So, as of a week ago, I went on my “paternity leave”. However, with me not really working a regular job, I couldn’t just switch off completely and focus on fatherhood. There are so, so many projects I'm currently working on, which means that although I'm not out of the house, shooting, I still have a few zoom meetings, calls and heaps of emails each day.
I'm so not complaining. As much as I would love to just focus on Ismail, I also have a career that is intense, and if I take my foot off the gas, things will come toppling down and affect my career, long term. Thank gosh Rob is completely flexible with his work as an artist, so Ismail is getting all the care he needs. I still manage to spend many hours a day with him, just not as much as I’d like.

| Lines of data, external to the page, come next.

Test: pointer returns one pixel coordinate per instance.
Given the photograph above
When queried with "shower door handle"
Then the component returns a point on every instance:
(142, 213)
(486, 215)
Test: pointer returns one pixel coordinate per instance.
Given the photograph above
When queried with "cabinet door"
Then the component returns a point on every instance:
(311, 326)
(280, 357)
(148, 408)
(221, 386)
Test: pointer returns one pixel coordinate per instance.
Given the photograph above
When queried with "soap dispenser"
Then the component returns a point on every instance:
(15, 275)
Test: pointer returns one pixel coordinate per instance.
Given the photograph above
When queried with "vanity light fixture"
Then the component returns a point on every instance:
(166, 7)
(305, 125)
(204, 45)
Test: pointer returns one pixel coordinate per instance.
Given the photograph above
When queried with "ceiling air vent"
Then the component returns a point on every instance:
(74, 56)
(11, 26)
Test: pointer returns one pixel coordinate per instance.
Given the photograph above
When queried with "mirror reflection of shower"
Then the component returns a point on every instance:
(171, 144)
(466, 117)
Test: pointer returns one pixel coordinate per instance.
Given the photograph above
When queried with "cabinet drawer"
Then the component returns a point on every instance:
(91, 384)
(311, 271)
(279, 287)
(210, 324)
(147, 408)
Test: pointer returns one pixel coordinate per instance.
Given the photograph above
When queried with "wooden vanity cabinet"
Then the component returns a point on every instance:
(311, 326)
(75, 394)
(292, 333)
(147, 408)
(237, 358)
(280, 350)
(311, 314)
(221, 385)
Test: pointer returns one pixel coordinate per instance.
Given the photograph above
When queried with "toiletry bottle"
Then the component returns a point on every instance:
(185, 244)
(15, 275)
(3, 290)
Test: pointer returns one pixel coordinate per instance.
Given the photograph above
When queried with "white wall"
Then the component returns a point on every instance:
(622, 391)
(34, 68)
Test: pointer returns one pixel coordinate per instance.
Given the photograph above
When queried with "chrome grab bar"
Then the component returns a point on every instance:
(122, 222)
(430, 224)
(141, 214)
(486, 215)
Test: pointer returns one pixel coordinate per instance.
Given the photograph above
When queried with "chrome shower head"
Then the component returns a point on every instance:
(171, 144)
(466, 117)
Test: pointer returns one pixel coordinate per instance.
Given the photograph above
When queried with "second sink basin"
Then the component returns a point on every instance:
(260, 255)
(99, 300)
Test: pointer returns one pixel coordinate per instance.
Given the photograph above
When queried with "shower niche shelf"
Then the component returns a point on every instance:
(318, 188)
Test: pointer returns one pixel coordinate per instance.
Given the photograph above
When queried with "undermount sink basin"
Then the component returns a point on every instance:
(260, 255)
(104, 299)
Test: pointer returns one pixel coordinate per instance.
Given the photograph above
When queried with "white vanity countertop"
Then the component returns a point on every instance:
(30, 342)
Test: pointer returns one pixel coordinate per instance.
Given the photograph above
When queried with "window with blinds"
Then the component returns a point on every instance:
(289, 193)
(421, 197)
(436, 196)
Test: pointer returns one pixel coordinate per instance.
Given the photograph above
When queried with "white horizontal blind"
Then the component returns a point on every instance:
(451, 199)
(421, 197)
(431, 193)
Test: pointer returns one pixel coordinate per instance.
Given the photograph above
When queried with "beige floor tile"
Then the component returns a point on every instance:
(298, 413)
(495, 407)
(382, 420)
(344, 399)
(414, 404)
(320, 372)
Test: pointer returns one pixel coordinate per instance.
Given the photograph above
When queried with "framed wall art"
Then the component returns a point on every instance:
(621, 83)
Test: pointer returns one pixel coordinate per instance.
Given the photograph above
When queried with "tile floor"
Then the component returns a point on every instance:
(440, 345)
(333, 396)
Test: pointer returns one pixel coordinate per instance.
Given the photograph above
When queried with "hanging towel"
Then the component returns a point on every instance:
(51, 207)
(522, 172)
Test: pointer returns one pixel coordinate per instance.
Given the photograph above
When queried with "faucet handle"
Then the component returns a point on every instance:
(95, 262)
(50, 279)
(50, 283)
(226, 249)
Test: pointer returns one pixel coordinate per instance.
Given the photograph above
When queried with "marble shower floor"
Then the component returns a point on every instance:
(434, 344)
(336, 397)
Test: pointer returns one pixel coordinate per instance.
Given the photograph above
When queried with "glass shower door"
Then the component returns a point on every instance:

I so wish I could tell you what I'm working on right now, as there are so many exciting things in the works, and some that will be made public within the next couple of months. I could not be more pumped and I have a feeling you guys might also love them too. Gosh, I hope so.
You know, it’s a strange feeling, putting new projects out there, as a public figure. Before I became an entertainer, 3 years ago, I used to just assume that famous folks put out shows or projects and just expect that people would love them, and that the famous person wouldn’t really feel nervous or anxious about what the audience might think. They have their built in audiences and, therefore, they feel confident in their careers.

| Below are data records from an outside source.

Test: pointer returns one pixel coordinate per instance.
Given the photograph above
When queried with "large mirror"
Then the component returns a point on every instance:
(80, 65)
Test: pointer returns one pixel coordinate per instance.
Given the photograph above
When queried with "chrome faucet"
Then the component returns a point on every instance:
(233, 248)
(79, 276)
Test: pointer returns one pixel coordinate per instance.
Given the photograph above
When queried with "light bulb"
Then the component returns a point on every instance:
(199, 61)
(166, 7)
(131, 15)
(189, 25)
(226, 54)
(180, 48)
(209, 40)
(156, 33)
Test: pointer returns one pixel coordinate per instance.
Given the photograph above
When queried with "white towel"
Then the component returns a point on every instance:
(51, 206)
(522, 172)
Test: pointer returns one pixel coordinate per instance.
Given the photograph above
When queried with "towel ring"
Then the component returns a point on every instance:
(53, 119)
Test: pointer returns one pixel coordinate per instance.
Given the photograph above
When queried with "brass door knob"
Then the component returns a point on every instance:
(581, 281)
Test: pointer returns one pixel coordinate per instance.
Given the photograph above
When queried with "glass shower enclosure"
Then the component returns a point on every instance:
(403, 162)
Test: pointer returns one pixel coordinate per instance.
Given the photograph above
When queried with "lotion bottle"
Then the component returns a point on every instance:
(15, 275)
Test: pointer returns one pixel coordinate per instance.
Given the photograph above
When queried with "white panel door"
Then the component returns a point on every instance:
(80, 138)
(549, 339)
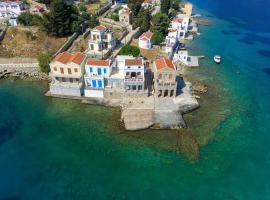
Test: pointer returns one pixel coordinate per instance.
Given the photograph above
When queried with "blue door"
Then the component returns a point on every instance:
(99, 71)
(94, 83)
(100, 83)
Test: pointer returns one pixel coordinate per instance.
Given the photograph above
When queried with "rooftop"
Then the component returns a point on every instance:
(146, 36)
(134, 62)
(66, 58)
(164, 63)
(98, 62)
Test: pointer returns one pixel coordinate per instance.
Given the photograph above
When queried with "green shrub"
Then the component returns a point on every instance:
(44, 62)
(130, 50)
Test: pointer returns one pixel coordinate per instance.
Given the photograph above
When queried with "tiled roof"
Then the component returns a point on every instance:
(125, 10)
(100, 28)
(66, 57)
(98, 62)
(146, 36)
(178, 20)
(131, 62)
(163, 63)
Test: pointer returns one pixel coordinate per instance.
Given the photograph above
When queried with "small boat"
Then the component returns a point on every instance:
(217, 59)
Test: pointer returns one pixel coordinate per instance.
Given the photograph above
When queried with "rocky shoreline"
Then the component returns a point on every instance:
(23, 74)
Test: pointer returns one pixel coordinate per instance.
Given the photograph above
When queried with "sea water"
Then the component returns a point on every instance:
(60, 149)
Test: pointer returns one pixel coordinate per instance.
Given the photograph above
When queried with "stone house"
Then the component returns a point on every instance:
(125, 16)
(134, 75)
(145, 40)
(165, 78)
(101, 43)
(96, 77)
(67, 74)
(10, 10)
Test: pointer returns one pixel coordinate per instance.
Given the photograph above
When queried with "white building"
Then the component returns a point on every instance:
(67, 74)
(125, 16)
(96, 77)
(101, 43)
(134, 75)
(145, 40)
(116, 79)
(10, 10)
(182, 56)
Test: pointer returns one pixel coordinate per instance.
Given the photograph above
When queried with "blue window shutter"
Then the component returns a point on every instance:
(100, 83)
(99, 71)
(94, 83)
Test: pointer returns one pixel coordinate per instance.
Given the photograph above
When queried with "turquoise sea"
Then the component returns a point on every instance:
(59, 149)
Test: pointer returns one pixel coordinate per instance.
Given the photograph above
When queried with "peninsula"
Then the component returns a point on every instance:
(133, 58)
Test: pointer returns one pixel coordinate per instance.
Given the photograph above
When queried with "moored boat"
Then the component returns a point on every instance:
(217, 59)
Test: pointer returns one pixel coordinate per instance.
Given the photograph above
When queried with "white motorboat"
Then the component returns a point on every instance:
(217, 59)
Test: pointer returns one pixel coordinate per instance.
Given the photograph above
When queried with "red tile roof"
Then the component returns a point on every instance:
(163, 63)
(98, 62)
(133, 62)
(146, 36)
(179, 20)
(66, 57)
(100, 27)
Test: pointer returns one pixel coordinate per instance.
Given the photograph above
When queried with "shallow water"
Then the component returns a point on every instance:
(59, 149)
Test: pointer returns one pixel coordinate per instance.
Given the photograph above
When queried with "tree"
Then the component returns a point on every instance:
(143, 20)
(47, 2)
(175, 4)
(160, 23)
(130, 50)
(25, 19)
(59, 20)
(135, 6)
(44, 62)
(115, 17)
(165, 6)
(93, 21)
(157, 38)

WRONG. At least for me. Every time I put out a new project, I feel physically sick. I get so nervous that no one will like it, and that people will start to realize that I never belonged in entertainment at all.
So often, I'm asked how I managed to build my confidence so greatly. It's always a tough one to answer. Yes, I feel confident about who I am as a person, a husband, a friend….. but I don’t feel confident in my career, at all. I'm always nervous that my time is over and that I won’t get hired again. I hate that feeling and every time I put something out there, I just pray that the press/audience doesn’t rip me to shreds.
With one of the new projects, that’s launching first, I feel so passionately about how good it is, but you never know what the world will think. But, I'm hoping that anyone who knows me knows how much work it took, and how cool it is. Eeeeek, let's hope that comment doesn’t come back to haunt me.
Back to my paternity leave. Right now, it looks like I’ll go back to shooting in really early October, for 2-3 weeks, for the Skin Bleaching Doc I'm doing with the BBC. Then, I don’t have any big shoots for the rest of the year, and I'm hoping to keep it that way. I really do just want to be at home as much as possible, and be with Rob and our boy. I don’t want to miss these few first month’s milestones. So, that’s what I'm pushing for. I guess time will tell as to whether or not that’ll happen.
Before I wrap up here for today, I have a Question. Do you have any interest in me sharing some of my favorite finds that have helped with new parenthood? I have now tried so many things to calm Ismail, that I find so helpful, and was thinking I’d link some of them here, soon, if you’d be interested?
At some point soon, I’ll also link some of my favorite fashion and home goods finds too. I always have SO many and love sharing them with friends.
Back to feeding my babe. Bye for now. Stay safe out there!!